In the recent past, there has been an increased interest in exploring intersections of life writing and studies of celebrity culture. Storytelling is central to effective branding in fame. Furthermore, the use of biographical elements has been recognized as a rhetorical device in writing op-eds, personal essays, and public speaking that often raise awareness on critical issues in popular media. Biography, as Lola Romanucci-Ross points out, is mainly a useful symbolic tool for reflecting, rotating and reversing real-life situations. Like biography, autobiography, memoirs, and testimonials play crucial roles in mapping social facts.
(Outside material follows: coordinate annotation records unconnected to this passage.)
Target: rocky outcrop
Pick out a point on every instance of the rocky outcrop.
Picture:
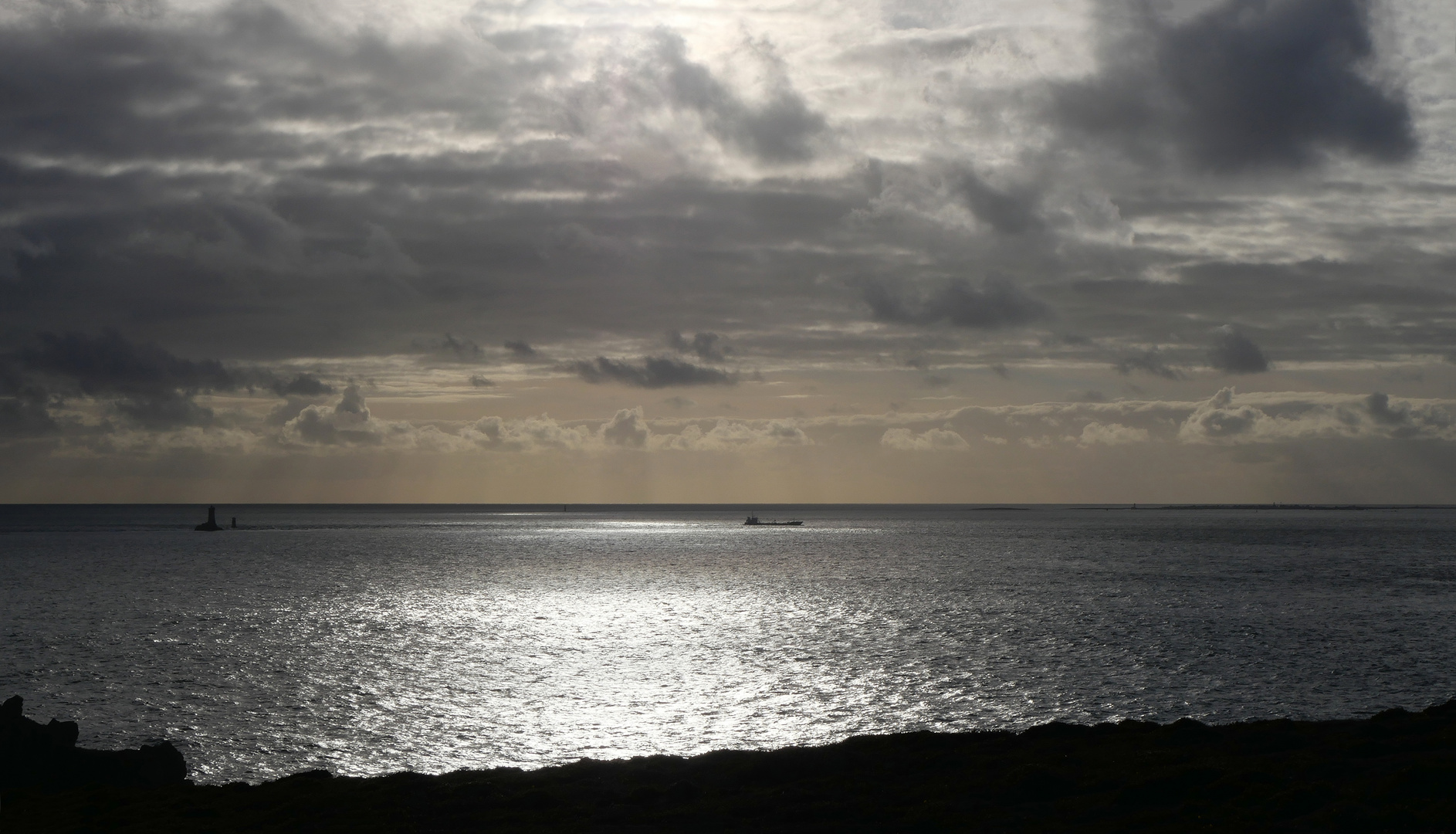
(212, 521)
(46, 756)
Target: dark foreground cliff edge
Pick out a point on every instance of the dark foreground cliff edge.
(1393, 771)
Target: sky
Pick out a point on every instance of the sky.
(754, 251)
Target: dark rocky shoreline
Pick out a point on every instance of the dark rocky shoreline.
(1393, 771)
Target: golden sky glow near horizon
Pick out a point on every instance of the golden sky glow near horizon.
(555, 251)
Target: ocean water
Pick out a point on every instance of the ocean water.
(370, 639)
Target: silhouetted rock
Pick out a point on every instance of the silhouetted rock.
(1388, 773)
(212, 520)
(46, 756)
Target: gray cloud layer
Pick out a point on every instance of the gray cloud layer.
(821, 189)
(1247, 83)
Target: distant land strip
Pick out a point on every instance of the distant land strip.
(1393, 771)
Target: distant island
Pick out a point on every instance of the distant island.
(1392, 771)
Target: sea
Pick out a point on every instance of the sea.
(374, 639)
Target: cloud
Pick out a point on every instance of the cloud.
(1005, 213)
(1150, 361)
(1247, 83)
(1111, 434)
(780, 128)
(1286, 418)
(929, 440)
(345, 421)
(705, 344)
(302, 385)
(143, 381)
(651, 373)
(996, 303)
(733, 436)
(520, 350)
(529, 436)
(453, 348)
(626, 429)
(1235, 354)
The impacts of glamorous forms of storytelling in scandals, gossip, and rumor become so crucial that they are often studied as sociological data, regardless of whether they enable actual social change. For pop culture enthusiasts and social observers, celebrities may or may not be actual role models in telling meaningful stories and constructing subjectivity. Yet, fans and students often invest affective and intellectual labor when it comes to accepting, negotiating or contesting what appears to be significant in understandings of popular figures. Celebrity scholars are equally familiar with the complexities of engaging with and researching “glossy topics”. As Sean Redmond (2014) has shown, acknowledging one’s own celebrity attachments can produce innovative ways of (re)writing fame. Conversely, these first-person accounts may also contribute to the celebritisation of individual academics. What is the critical and pedagogical potential of personal takes on fame within the field of celebrity studies?
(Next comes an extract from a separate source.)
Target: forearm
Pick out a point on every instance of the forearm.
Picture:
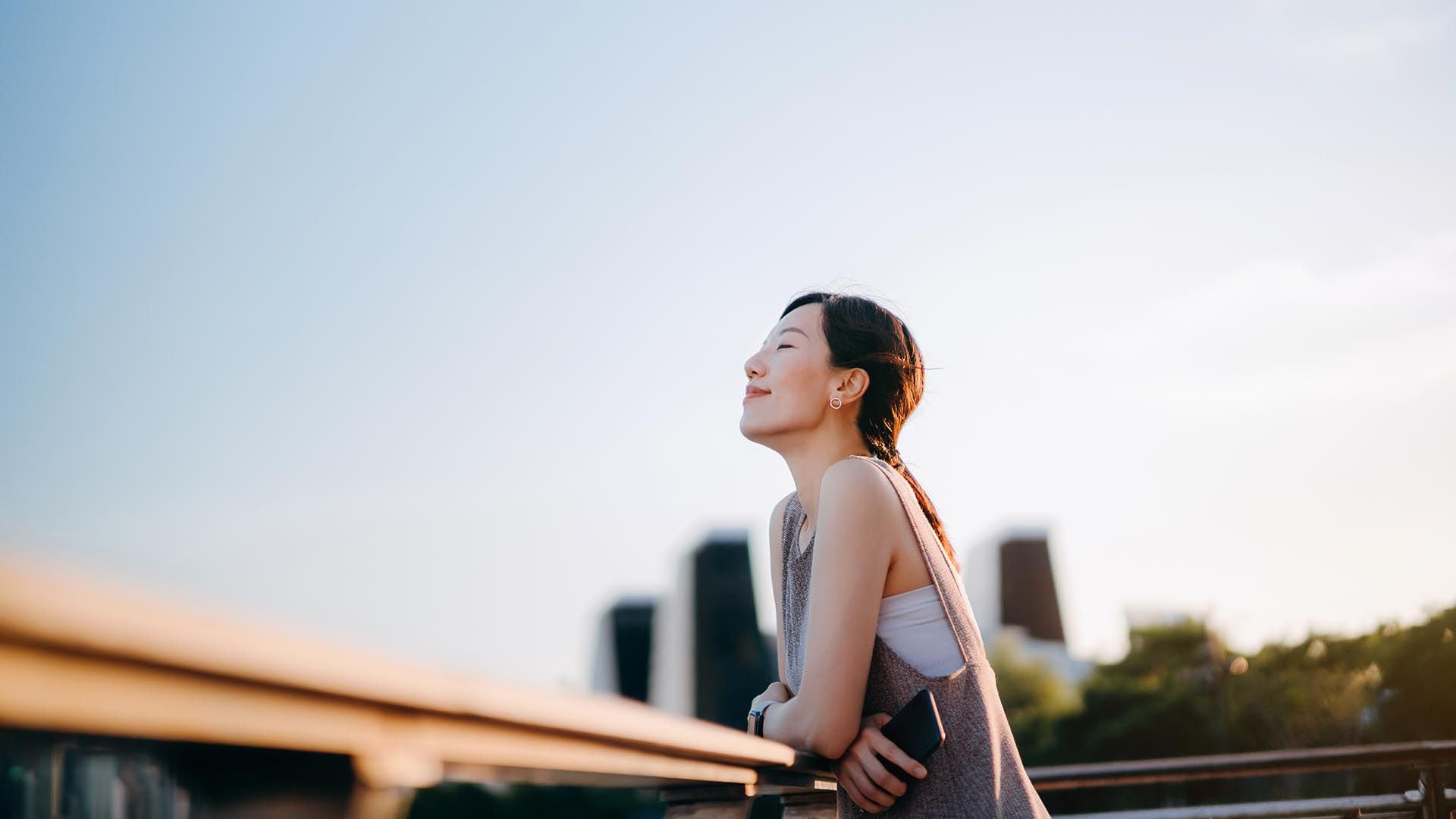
(789, 723)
Celebrity narratives are perceived to have real power whether or not celebrities are “important” people in the academic or moral sense. Drawing on current affairs, celebrity politicians have used personal claims and outrageous stories to push political agendas in divisive ways. Many other famous personas use extravagant fashion as expressions of their luxurious lives and build persona brands at the cost of ethics. For Elizabeth Wissinger, the “glamour labor” involved in self-fashioning, surveillance, and branding is often an inevitable and unfortunate outcome in the production of consumer values and desirable bodies in fashion industries. Public personas still self-fashion themselves and promote their brand by extending text(ures) of language that sells to consumer tastes. However, the challenge remains to sell the values of social justice. Can public intellectuals learn narrative strategies from celebrity storytelling and fill this gap?
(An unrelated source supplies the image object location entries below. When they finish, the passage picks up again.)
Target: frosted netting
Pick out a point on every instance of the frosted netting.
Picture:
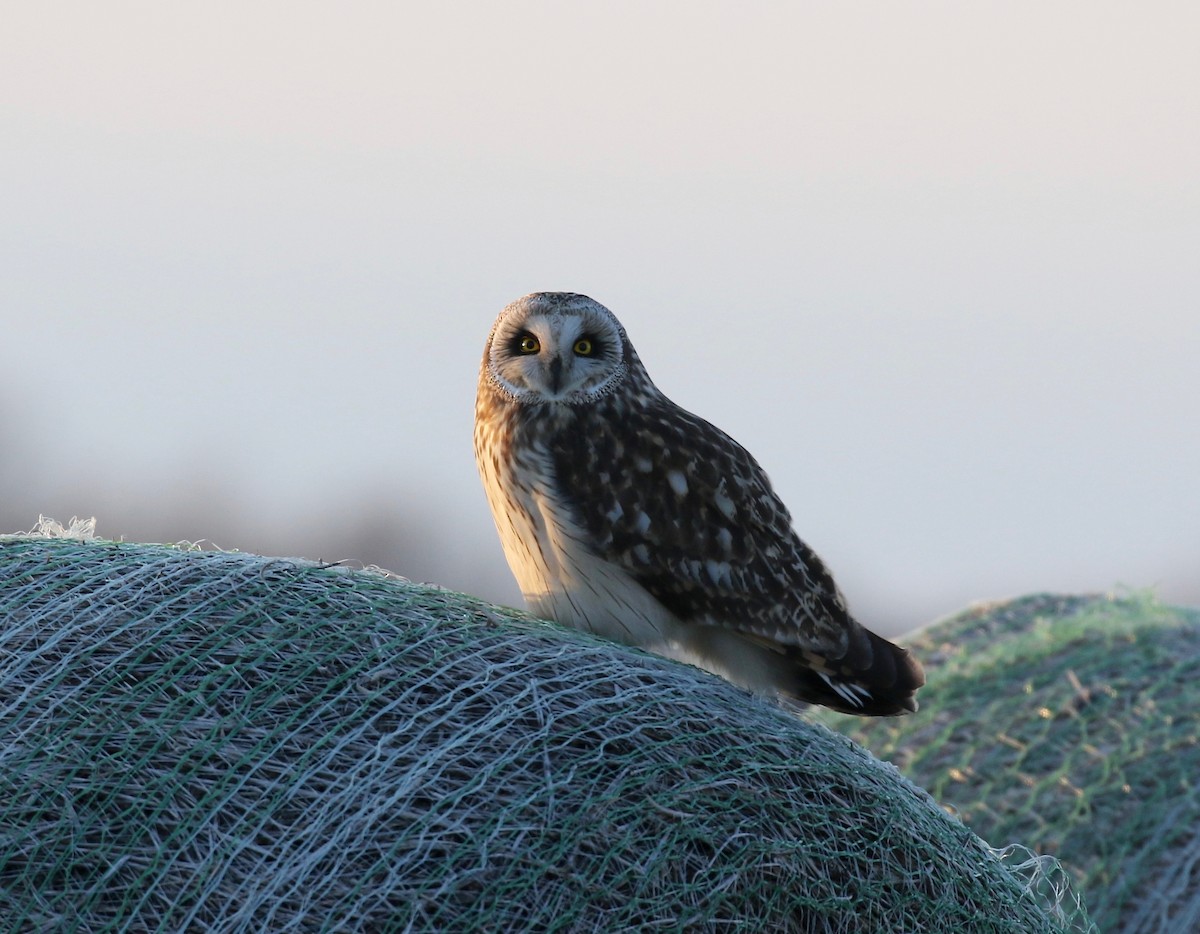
(211, 741)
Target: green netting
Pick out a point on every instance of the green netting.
(1071, 724)
(198, 741)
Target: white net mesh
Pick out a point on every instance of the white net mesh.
(199, 741)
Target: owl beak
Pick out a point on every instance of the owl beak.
(556, 373)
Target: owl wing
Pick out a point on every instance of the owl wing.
(690, 514)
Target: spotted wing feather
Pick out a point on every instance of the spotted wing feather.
(697, 524)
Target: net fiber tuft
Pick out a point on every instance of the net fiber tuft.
(1068, 723)
(204, 741)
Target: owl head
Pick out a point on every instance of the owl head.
(557, 347)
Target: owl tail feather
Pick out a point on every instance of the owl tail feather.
(875, 678)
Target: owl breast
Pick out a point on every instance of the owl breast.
(558, 573)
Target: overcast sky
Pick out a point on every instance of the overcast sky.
(935, 264)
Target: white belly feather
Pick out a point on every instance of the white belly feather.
(563, 580)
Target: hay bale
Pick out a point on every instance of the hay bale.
(1071, 724)
(198, 741)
What appears to be a shared reason behind the success of most popular narratives, verbal (including oral) and non-verbal, is a persuasive ‘strategy’ to effectively tell life stories. If studying celebrity biographies/autobiographies, best-selling memoirs, and other popular forms of life-writings and self-expressions carry cultural worth, then biographical elements of rising and celebrated public intellectuals, academics, critics, and activists are equally important to consider in disciplinary and interdisciplinary practices and understanding of fame. For instance, real-life first-hand accounts, such as testimonies and visual evidence, together with literary/artistic representations of gendered oppression provide meaning for progressive thinking and practice. Anecdotal accounts of famous sports personalities, actors, best-selling authors, and top models among other public figures are often useful rhetorical tools that help us to understand popular culture better. With this in mind, we need to extend popular storytelling beyond celebrity culture and persona branding, and use it to empower social change in academia, politics, and other spheres.

The Centre for Media and Celebrity Studies (CMCS) Bridging Gaps conference series uses a reflective practice paradigm and asks an urgent question: Can we learn popular strategies and re-fashion celebrity stories into tools for public intellectualism and social transformation, in addition to studying them? What enables or disables the public to tell personal stories in studies and practices of celebrity culture? Can different forms of storytelling from the lives of rising and celebrated academics, public intellectuals, critics, and activists enable urgent social change? The conference problematizes what it means to be a popular “storyteller” and invites all academics, journalists, publicists, activists and models and guests to attend, collaborate and publish valuable and purposeful work around this key question and related topics in our conference.

The format of the conference aims at being open and inclusive of interdisciplinary academic scholars and practitioners involved in all areas of celebrity culture, fandom, fashion, and journalism.  The conference combines paper presentations, workshop panels, roundtables, slideshows, and interviews that aim to bridge gaps in celebrity activism, persona branding, and fashion education. Working papers, media productions, and personal stories will be considered for the conference.